Ternyata program pemberdayaan masyarakat belumlah dapat dikatakan selesai begitu proses pemetaan di kampung selesai. Anggapan bahwa begitu proses pemetaan di kampung selesai maka masyarakat akan mandiri adalah sesuatu yang kurang tepat. Di satu sisi, memang para pendamping pemetaan di kampung ingin membangun inisiatif lokal dan mengurangi ketergantungan masyarakat terhadap lembaga pendamping, dengan cara mengurangi pendampingan secara berkelanjutan. Namun pengalaman selama ini menunjukkan bahwa pendampingan secara berkelanjutan justru akan menguatkan masyarakat.
Pengalaman juga menunjukkan bahwa keberhasilan program pemetaan wilayah dalam jangka panjang sangat tergantung pada kesepakatan masyarakat sejak perencanaan awal pemetaan. Perencanaan yang baik adalah perencanaan yang melibatkan sebanyak-banyaknya pihak terkait dalam masyarakat.
Walau pengakuan pemerintah atas kawasan adat yang telah dipetakan masih belum jelas, namun telah banyak keberhasilan-keberhasilan “besar” yang didapatkan oleh masyarakat adat yang wilayah adatnya telah dipetakan menjadi roh gerakan pengakuan dan penghormatan hak-hak masyarakat adat.
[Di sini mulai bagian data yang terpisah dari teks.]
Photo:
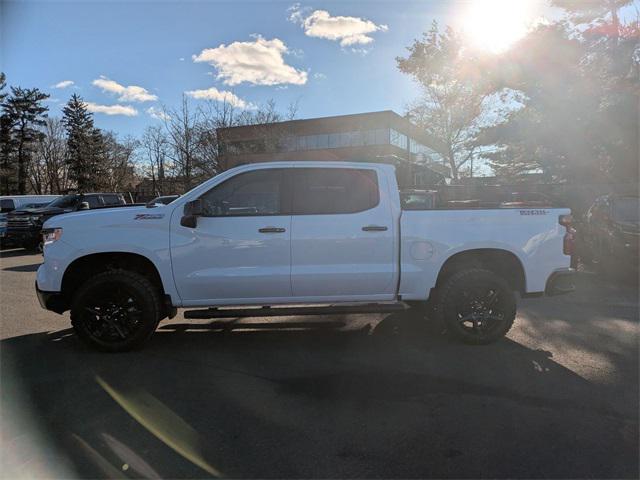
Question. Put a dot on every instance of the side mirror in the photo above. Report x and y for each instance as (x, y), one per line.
(192, 210)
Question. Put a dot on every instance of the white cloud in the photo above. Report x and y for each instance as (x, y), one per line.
(349, 31)
(63, 84)
(220, 96)
(158, 113)
(259, 62)
(132, 93)
(125, 110)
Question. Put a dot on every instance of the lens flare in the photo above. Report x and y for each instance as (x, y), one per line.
(494, 25)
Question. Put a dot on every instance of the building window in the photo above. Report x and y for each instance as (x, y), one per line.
(382, 136)
(398, 139)
(323, 141)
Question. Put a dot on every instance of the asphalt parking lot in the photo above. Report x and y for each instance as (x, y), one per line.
(358, 396)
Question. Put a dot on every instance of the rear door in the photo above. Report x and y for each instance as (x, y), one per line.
(342, 235)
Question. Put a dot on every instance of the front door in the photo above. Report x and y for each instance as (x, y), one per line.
(240, 250)
(342, 236)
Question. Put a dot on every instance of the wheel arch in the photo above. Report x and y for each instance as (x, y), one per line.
(500, 261)
(88, 265)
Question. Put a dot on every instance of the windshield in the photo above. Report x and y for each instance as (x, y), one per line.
(626, 209)
(68, 201)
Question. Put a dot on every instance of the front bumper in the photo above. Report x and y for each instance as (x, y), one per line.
(53, 301)
(23, 237)
(561, 282)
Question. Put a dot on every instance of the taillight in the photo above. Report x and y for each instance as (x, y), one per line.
(565, 220)
(569, 239)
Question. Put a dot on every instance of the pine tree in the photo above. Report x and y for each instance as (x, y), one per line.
(82, 138)
(5, 143)
(25, 114)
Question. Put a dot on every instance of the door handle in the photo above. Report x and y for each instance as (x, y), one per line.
(374, 228)
(272, 230)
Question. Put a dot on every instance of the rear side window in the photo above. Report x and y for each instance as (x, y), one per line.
(333, 190)
(7, 205)
(93, 201)
(112, 200)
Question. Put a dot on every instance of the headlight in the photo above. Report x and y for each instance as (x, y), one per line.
(50, 235)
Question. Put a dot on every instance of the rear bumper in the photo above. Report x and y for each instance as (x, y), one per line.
(561, 282)
(53, 301)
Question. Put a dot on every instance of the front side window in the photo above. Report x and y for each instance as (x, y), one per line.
(247, 194)
(68, 201)
(333, 190)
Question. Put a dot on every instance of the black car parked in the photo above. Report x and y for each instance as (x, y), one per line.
(610, 233)
(24, 225)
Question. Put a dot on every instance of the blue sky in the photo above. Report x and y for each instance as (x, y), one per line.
(151, 45)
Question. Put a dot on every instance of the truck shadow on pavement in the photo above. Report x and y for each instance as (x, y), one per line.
(299, 398)
(23, 268)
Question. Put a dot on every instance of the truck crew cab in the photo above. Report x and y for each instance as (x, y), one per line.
(291, 236)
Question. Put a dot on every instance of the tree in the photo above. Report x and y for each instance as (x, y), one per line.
(117, 163)
(181, 125)
(455, 100)
(580, 92)
(24, 113)
(6, 184)
(588, 11)
(155, 147)
(48, 172)
(83, 144)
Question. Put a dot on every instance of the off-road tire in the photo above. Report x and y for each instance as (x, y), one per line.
(146, 295)
(447, 305)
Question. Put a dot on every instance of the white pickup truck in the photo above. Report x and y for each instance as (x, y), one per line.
(288, 238)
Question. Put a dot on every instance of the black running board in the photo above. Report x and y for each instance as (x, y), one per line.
(294, 310)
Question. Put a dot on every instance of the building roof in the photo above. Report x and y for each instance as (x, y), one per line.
(335, 124)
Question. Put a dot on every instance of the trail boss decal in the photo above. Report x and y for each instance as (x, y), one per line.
(534, 212)
(149, 216)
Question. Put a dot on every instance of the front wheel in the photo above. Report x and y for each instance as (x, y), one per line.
(116, 310)
(476, 306)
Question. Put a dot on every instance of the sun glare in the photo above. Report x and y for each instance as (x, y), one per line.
(494, 25)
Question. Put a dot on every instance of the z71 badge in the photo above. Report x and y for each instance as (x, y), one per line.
(534, 212)
(149, 216)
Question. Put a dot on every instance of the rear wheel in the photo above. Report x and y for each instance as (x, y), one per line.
(476, 306)
(116, 310)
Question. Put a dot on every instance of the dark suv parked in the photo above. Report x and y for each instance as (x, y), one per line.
(24, 225)
(611, 231)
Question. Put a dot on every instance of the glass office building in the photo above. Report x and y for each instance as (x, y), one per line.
(374, 137)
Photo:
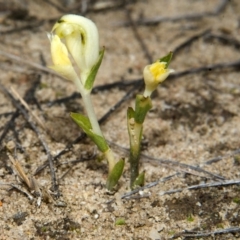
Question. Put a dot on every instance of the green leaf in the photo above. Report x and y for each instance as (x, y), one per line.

Peta juga telah menjadi sarana penyadaran dan penguatan hak-hak masyarakat adat atas sumberdaya alamnya. Dengan peta, masyarakat adat menyadari keberadaan hak-hak dan kekayaan sumber daya alam yang mereka miliki. Peta telah membuka kesadaran, meneguhkan komitmen dan keberanian untuk berjuang.
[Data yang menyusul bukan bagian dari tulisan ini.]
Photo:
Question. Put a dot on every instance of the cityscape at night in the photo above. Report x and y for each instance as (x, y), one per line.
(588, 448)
Cerita lainnya, masyarakat adat telah mempertahankan wilayah adat dengan peta dengan “air mata”. Penolakan-penolakan masyarakat adat atas perkebunan kelapa sawit, penebangan hutan dan lain-lain terus mengalir walau tetap mendapatkan perlawanan yang luar biasa.
Ternyata sebuah peta baru mampu menjadi sarana pelestarian hak-hak masyarakat adat manakala warganya masih sangat kuat dalam menjalankan adat dan budaya mereka, serta memiliki pemimpin-pemimpin yang sepenuhnya berpihak kepada kepentingan masyarakat. Dari pengalaman selama ini, ternyata semua jabatan strategis di level kampung dan desa tidak bisa dibiarkan begitu saja diduduki oleh orang-orang yang tidak berpihak pada penguatan wilayah masyarakat adat.
Belajar dari pengalaman itu pula maka yang harus menjadi subyek utama dalam mempertahankan wilayah adat yang telah dipetakan adalah masyarakat adat yang memiliki wilayah tersebut. Tanpa adanya gerakan penuh dari masyarakat adat, maka wilayah adat tidak akan mungkin mampu terus dipertahakan dalam jangka panjang.